Pour sa cérémonie d'adieux, il se rend à Foshan, avec sa fille Gong Er, elle-même maître du style Ba Gua et la seule à connaître la figure mortelle des 64 mains. Lors de cette cérémonie, Ip Man affronte les grand maîtres du Sud et fait alors la connaissance de Gong Er en qui il trouve son égal.

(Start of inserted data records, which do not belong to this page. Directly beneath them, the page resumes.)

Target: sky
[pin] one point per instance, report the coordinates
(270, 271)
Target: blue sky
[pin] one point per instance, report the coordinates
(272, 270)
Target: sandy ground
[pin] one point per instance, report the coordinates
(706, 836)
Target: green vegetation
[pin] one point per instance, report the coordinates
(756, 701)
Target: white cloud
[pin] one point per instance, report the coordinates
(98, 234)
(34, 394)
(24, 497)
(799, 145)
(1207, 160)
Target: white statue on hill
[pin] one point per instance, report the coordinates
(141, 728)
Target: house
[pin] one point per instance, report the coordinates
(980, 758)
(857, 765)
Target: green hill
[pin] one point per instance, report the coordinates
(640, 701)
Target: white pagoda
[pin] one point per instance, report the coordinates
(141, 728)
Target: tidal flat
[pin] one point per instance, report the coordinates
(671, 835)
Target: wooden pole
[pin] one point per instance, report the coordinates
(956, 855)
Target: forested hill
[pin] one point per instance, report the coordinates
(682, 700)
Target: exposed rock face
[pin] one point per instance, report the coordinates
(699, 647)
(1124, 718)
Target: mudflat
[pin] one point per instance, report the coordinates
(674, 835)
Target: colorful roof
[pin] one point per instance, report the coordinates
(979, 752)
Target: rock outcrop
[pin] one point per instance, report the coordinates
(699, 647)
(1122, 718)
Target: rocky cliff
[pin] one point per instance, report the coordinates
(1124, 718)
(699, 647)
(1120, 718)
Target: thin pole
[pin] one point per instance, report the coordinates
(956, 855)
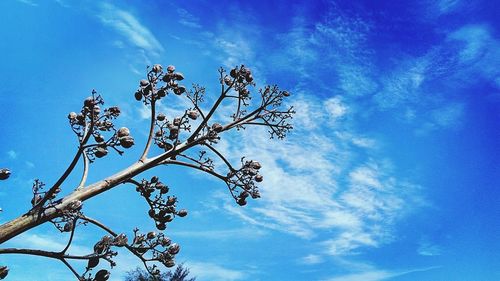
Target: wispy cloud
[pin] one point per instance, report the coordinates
(377, 275)
(426, 248)
(188, 19)
(28, 2)
(212, 271)
(311, 259)
(46, 242)
(310, 185)
(12, 154)
(246, 233)
(127, 25)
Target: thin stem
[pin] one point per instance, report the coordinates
(85, 170)
(151, 128)
(70, 237)
(211, 112)
(71, 268)
(70, 167)
(175, 162)
(220, 156)
(107, 229)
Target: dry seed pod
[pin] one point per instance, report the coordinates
(89, 102)
(151, 235)
(157, 68)
(259, 178)
(72, 116)
(138, 96)
(100, 152)
(123, 132)
(193, 114)
(174, 249)
(4, 174)
(179, 76)
(126, 142)
(217, 127)
(93, 262)
(160, 117)
(255, 165)
(102, 275)
(4, 271)
(182, 213)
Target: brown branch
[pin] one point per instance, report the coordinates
(151, 129)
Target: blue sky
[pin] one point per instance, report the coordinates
(391, 173)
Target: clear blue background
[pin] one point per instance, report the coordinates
(391, 173)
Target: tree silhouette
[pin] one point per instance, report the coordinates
(180, 274)
(188, 140)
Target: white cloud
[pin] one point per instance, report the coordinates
(428, 249)
(130, 28)
(243, 233)
(12, 154)
(376, 275)
(28, 2)
(312, 185)
(311, 259)
(47, 243)
(187, 19)
(212, 271)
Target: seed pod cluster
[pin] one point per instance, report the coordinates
(4, 271)
(162, 208)
(167, 132)
(4, 173)
(150, 89)
(242, 182)
(161, 247)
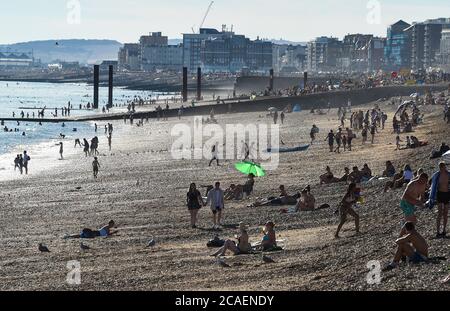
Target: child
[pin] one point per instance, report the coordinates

Peu de temps après, le Grand-maître Baosen est assassiné par l'un de ses disciples, puis, entre 1937 et 1945, l'occupation japonaise plonge le pays dans le chaos. Divisions et complots naissent alors au sein des différentes écoles d'arts martiaux, poussant Ip Man et Gong Er à prendre des décisions qui changeront leur vie à jamais...

 

 

 

Wong Kar Wai, c'est pour moi l'ambiance éthérée de In the mood for love, avec ces amours qui ne s'avouent pas, une esthétique marquée et une certaine contemplativité. Alors, lorsqu'on a commencé à parler de The Grandmaster, deux choses se sont d'emblée imposées à moi : premièrement, le kung-fu n'est à priori pas mon truc, exception  cependant faite lorsque cette discipline est pratiquée par un panda rondouillard. Allez donc savoir pourquoi ! Deuxième chose, j'avais du mal à voir comment Wong Kar Wai allait pouvoir traiter ce thème sans perdre ce qui fait toute l'âme de ces films.

 

Et puis, lorsque l'on me l'a conseillé, je me suis décidée à y aller.

 

Le résultat est surprenant car l'esthétique du réalisateur est parfaitement préservée. Appliquée aux scènes de combat elle les sublime sans qu'elles n'en perdent leur énergie. Ce qui est intéressant, c'est que l'on y aborde les différentes branches de ce que l'on appelle communément kung-fu en occident. A vrai dire, sans rien y connaître, cela m'a décontenancée, mais surtout intrigué. J'ai heureusement bénéficié des lumières de M. Lalune qui a pu clarifier un peu tout cela.

 

Ce qui m'étonne toujours, dans les films asiatiques, c'est le jeu des acteurs. Si l'on excepte des pays comme l'Inde où tout semble communément surjoué - fait qui s'explique par la nécessité de faire passer l'histoire dans un pays aux multiples langues - les autres grands pays producteurs de cinéma, je pense notamment à la Chine, à la Corée, au Japon, semblent privilégier un jeu épuré, à la limite de l'inexpressivité. Et pourtant... j'admire la capacité de ces acteurs  à véhiculer des sentiments intérieurs sans presque rien laisser paraître à l'extérieur. J'avais déjà évoqué à ce sujet la prestation de Gong Li dans la cité interdite qui excellait à faire ressentir la rage intérieure de l'impératrice avec presque rien. Ici, c'est Tony Leung qui est saisissant. Dans une discussion avec le personnage interprété par Zhang Ziyi, on voit bien, plan après plan, que son visage ne montre aucune expression, et pourtant, on croit suivre tout le cheminement de sa pensée et de ses sentiments. Peut-être est-ce une simple projection de l'imagination du spectateur, mais je crois sincèrement qu'il y a autre chose, et que le grand talent de ce type d'acteur réside justement là, dans cette économie d'effets. Sans doute cela découle-t-il également d'une culture ou les états d'âme individuels doivent se faire discrets. Toutes ces considérations ne sont bien sûr que le reflet de ce que j'ai pu voir de ces cinémas asiatiques, échantillon forcément trop limité pour avoir une réelle vue d'ensemble.

 

The Grandmaster n'est donc au fond par un film de kung-fu à proprement parler. Si elle est présente, cette discipline n'est presque qu'un prétexte à développer des thèmes bien plus universels et plus forts. Reste un film d'une incroyable beauté formelle, qui retrace le parcours tourmenté d'un homme pris dans l'histoire et entièrement voué à son Art.